This is a classic North Indian curry bursting with bold flavours of whole spices cooked with tender lamb chunks in a rich & spicy onion tomato sauce.
Serves: 6 people
Prep : 15 mins
Cooking : 45 mins
Health Hack: Lamb is packed with minerals, vitamins, proteins and fats. Whole spices used in this dish also provide anti-bacterial and anti-oxidant properties.
- Lamb – 1 kg leg of lamb, cut into small cubes
- Onions – 6 medium, thinly sliced
- Tomatoes – 5 medium, pureed
- Ginger & garlic paste – 2 tbsp
- Fresh coriander – finely chopped, handful for garnishing
- Green chilli – 2, whole and slit lengthwise
- Vegetable oil – 5 tbsp
- Plain yogurt – 6 tbsp
- Water – 500mls
Spices For Rice
- Turmeric powder – ½ tsp
- Kashmiri chilli powder – 1 tbsp
- Coriander powder – 1 tbsp
- Garam masala powder – 1 tsp
- Black cardamoms – 3
- Cinnamon – 1inch stick
- Green cardamoms – 6
- Cloves – 6
- Bay leaves – 2
- Salt – to taste
- Heat oil in a large bottom pan and keep on medium flame. Add whole spices – bay leaves, cloves, cinnamon sticks, green cardamoms and black cardamoms. Fry for about 30 seconds.
- Add sliced onions and fry until the onions start to turn golden brown or nearly caramelized. Then add ginger-garlic paste and fry for another 2-3 minutes. Now add lamb chunks, green chillies and sprinkle salt over it. Mix the lamb well with the onions and spices and keep stirring so it gets browned on all sides. Once the lamb is starting to brown and most of the juices have dried up, you will see oil separating from the lamb.
- Add yogurt one tablespoon at a time until all of it is used. Cook the lamb in yogurt until you see the oil separating.
- Add all the dry spices i.e. turmeric powder, red chilli powder, coriander powder. Stir gently so the meat does not come off the bones. Now add the tomato puree. Once the tomato puree is cooked and all the powdered spices have blended in, oil will start separating again.

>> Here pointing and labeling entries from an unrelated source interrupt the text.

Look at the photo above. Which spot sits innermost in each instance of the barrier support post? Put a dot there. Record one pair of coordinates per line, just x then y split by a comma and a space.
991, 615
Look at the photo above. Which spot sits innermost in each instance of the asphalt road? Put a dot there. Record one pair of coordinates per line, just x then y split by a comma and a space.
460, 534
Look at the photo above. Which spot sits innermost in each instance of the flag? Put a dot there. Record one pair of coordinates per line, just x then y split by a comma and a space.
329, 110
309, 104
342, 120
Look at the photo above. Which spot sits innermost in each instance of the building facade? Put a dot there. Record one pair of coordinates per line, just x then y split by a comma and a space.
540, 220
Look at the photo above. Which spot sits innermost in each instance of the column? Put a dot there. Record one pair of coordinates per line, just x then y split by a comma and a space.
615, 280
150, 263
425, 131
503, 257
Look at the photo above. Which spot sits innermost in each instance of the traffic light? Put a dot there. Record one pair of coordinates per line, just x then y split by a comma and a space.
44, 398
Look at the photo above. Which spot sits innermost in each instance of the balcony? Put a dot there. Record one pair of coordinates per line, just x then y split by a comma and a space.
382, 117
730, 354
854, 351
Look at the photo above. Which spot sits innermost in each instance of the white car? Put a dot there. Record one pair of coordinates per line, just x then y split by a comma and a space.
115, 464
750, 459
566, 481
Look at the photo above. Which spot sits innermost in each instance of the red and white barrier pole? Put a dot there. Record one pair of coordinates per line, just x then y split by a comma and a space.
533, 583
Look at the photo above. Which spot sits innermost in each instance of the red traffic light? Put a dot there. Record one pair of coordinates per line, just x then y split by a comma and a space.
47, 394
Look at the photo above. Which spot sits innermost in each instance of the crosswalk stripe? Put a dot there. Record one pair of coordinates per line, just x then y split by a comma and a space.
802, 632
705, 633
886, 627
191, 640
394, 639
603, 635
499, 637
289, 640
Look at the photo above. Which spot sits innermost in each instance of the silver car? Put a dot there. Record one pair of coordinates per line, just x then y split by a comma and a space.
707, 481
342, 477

- Add water depending on the consistency you want. Let the gravy come to a boil. Bring to a simmer and cook covered until lamb is tender.
- Lastly check for salt, garnish with garam masala, chopped fresh coriander and serve hot with roti or rice.
Per 100 g
Sat. Fat (%)
Handy Kitchen Tips
The curry is best cooked with meat on the bone as it has more flavour but if you are in a hurry then you can go with boneless meat. This dish also freezes well so great for batch cooking.